Ce n’est pas parce qu’il y a plus d’Arabes que de juifs qu’il faut condamner l’occupation israélienne. C’est parce qu’elle est illégale et illégitime, contraire aux principes universels et au droit des peuples à disposer d’eux-mêmes. Finkielkraut critique un éventuel communautarisme musulman tout en ayant beaucoup œuvré pour radicaliser un communautarisme juif.

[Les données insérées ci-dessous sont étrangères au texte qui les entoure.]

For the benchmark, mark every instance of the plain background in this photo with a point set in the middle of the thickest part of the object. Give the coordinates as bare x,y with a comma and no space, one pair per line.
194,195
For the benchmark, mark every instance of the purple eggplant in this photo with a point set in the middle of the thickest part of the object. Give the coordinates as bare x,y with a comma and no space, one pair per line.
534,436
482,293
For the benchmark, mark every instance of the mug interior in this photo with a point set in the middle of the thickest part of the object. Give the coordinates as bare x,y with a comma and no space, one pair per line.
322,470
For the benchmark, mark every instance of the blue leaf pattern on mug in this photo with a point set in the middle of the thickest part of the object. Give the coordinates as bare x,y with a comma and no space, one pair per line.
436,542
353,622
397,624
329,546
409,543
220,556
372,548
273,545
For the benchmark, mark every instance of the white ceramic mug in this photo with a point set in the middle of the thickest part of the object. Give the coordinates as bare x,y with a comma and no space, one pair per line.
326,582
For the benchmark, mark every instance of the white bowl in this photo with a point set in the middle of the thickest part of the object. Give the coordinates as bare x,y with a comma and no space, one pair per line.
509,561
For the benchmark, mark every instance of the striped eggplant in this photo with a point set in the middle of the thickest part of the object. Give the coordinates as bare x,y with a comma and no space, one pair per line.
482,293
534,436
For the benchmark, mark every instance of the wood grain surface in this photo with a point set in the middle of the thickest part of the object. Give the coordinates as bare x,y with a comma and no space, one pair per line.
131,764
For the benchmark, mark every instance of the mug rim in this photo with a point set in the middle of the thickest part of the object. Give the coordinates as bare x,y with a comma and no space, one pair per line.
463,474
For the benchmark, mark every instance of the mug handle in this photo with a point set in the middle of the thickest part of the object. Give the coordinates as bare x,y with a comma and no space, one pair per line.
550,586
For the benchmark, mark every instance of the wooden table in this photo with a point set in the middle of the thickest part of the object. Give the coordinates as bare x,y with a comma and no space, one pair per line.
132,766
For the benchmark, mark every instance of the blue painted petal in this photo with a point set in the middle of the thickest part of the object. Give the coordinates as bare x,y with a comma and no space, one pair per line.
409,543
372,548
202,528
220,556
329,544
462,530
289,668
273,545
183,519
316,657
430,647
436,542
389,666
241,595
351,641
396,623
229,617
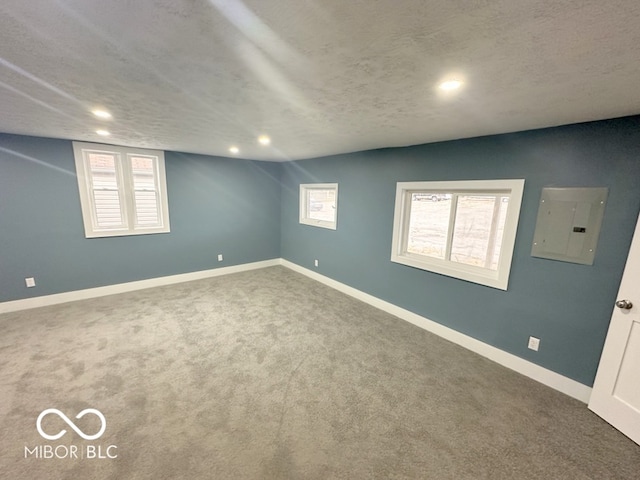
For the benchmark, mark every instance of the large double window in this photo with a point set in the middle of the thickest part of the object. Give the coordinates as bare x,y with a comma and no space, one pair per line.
464,229
122,190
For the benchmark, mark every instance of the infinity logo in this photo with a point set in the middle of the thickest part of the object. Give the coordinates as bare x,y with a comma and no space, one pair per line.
71,424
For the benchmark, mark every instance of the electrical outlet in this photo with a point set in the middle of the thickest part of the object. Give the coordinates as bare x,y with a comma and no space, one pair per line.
534,343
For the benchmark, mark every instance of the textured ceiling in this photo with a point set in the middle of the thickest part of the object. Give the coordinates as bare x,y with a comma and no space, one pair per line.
319,77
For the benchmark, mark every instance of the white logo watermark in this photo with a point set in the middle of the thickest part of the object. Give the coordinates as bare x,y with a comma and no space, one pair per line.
71,451
71,424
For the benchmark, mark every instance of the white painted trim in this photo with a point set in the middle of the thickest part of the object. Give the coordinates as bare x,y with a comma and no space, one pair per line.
545,376
65,297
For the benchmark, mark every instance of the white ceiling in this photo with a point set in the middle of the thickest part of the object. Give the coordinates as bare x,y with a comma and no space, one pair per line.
319,77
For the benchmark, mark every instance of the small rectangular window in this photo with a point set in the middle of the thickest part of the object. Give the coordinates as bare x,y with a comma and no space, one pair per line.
122,190
319,205
464,229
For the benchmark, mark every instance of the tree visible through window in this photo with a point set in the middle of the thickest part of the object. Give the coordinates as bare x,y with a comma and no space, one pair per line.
463,229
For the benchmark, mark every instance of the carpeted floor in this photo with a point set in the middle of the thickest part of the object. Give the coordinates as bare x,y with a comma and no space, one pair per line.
270,375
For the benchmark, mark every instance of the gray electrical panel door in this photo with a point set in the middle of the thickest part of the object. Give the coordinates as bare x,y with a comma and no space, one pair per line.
568,224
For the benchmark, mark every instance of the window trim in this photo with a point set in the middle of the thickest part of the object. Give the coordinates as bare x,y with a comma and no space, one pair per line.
492,278
305,218
124,177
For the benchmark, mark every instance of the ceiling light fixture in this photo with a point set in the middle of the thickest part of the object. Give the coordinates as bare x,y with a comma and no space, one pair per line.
450,85
101,114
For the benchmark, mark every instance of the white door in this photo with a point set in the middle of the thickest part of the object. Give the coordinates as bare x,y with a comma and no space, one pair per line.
616,391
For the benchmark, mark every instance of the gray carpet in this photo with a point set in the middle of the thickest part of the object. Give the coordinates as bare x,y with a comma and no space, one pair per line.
269,375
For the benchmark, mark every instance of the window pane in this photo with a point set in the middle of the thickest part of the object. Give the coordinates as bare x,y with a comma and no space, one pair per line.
106,196
428,224
321,205
477,234
147,204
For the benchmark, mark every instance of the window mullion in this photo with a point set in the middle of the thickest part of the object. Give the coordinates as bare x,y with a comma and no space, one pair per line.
493,231
452,220
127,190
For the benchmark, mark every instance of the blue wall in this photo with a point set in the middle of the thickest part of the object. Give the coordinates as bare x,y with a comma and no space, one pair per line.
568,306
249,212
216,205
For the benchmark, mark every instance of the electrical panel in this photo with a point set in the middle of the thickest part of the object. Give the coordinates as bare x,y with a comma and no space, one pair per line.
568,224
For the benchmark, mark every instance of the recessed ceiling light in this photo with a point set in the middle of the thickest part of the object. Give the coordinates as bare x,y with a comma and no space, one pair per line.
449,85
101,114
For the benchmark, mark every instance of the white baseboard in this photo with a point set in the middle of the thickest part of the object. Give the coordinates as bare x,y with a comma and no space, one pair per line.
545,376
65,297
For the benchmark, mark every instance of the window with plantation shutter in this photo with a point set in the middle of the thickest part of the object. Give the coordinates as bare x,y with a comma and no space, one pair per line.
122,190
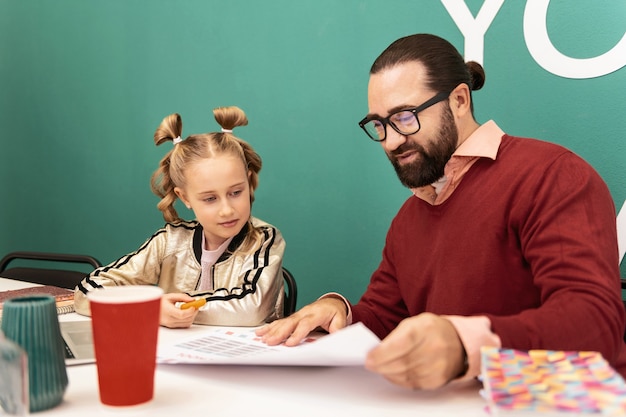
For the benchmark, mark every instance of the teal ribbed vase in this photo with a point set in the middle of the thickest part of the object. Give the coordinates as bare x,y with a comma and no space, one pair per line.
32,322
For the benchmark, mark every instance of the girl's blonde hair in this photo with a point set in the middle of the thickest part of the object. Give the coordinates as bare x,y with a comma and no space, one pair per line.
171,171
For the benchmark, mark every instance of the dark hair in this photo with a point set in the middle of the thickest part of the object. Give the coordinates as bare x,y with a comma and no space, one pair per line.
445,66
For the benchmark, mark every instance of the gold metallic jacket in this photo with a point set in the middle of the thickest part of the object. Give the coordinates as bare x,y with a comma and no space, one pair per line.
248,288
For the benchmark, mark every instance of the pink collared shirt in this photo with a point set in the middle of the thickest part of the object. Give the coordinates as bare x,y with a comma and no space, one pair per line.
474,331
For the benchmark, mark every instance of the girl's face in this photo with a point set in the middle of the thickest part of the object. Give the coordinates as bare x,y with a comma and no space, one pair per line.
218,192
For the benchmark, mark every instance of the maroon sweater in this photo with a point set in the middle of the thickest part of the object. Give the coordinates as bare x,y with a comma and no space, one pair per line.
528,240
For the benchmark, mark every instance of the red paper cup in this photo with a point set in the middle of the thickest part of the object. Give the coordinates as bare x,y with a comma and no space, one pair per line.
125,322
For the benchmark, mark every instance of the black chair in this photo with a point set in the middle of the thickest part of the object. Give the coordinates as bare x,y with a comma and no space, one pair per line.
291,293
41,272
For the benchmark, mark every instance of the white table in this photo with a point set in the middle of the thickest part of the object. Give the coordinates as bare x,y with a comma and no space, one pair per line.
224,390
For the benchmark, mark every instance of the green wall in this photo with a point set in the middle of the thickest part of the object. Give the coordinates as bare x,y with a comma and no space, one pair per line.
84,84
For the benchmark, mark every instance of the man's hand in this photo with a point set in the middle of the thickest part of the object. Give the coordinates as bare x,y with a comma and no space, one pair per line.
329,313
423,352
174,317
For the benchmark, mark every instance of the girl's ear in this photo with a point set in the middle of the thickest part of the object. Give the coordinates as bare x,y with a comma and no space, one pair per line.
181,194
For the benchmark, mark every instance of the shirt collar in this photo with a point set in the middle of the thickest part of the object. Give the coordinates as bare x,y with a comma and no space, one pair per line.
483,142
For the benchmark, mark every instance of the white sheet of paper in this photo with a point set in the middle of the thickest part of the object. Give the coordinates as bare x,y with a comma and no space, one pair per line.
241,346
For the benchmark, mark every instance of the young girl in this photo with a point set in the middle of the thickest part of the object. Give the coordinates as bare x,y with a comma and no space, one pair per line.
226,256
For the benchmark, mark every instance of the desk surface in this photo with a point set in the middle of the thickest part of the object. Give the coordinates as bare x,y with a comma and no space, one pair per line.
224,390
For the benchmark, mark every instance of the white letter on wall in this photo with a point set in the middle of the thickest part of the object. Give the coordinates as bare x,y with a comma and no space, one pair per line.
473,29
547,56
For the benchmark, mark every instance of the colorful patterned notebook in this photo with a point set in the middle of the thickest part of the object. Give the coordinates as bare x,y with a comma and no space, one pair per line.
546,383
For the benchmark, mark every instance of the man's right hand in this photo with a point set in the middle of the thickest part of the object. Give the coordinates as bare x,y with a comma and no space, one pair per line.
329,313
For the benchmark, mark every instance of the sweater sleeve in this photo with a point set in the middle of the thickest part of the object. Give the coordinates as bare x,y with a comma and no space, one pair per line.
569,240
141,267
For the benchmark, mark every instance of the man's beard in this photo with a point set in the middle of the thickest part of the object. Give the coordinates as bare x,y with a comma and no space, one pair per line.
429,166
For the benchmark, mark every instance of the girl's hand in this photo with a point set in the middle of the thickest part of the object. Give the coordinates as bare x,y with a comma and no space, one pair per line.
172,316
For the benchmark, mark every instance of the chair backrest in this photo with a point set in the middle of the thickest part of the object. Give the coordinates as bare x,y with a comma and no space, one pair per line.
291,292
46,275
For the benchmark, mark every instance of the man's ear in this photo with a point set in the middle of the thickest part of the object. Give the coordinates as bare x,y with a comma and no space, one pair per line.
461,100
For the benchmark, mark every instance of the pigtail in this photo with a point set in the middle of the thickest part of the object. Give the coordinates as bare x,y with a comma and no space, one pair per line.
161,182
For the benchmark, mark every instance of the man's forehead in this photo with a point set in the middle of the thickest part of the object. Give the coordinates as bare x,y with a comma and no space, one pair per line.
397,86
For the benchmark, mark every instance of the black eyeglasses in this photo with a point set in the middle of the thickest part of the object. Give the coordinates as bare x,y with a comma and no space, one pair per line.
405,122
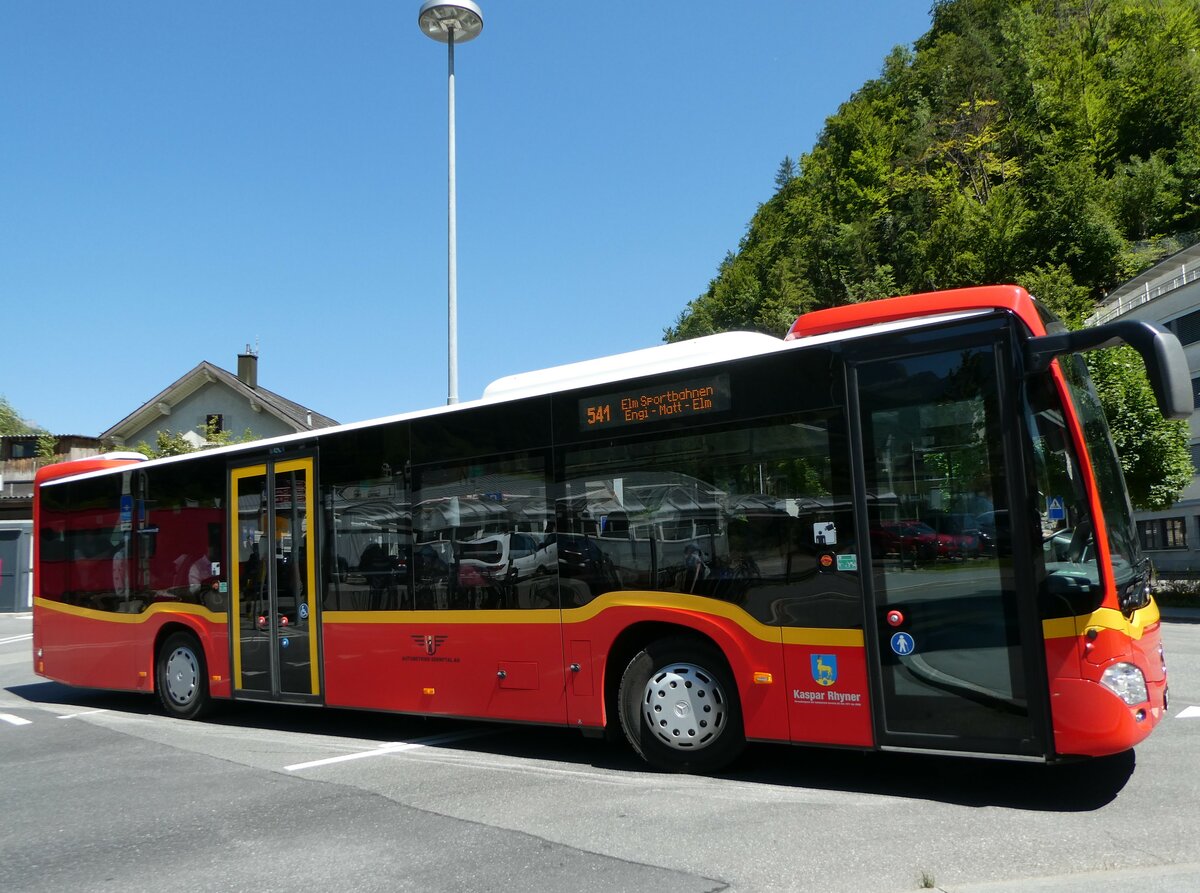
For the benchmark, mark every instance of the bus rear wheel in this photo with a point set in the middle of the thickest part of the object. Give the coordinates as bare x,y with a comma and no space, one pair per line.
679,706
181,677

Finkielkraut a beaucoup contribué à dégrader le climat intellectuel en France. Il a fait peur aux juifs français en exagérant le niveau réel d’antisémitisme (en dénonçant entre autre une « année de cristal »), il a contribué à la radicalisation des Français musulmans et d’origine arabe (et des habitants des quartiers) en les stigmatisant de façon répétitive, en ethnicisant les questions sociales. Le tout dans une totale impunité. Sauf peut-être pour lui-même, son trouble manifeste étant sans doute l’expression de ses contradictions entre un universalisme revendiqué et un communautarisme forcené. Car que ce soit lui qui me reproche d’avoir une démarche communautarisme est à hurler de rire… ou à pleurer.
S’il accepte de renoncer à la dénonciation en sourdine pour un débat libre ouvert, je suis disponible. Je doute qu’il accepte le risque de faire éclater ses propres contradictions.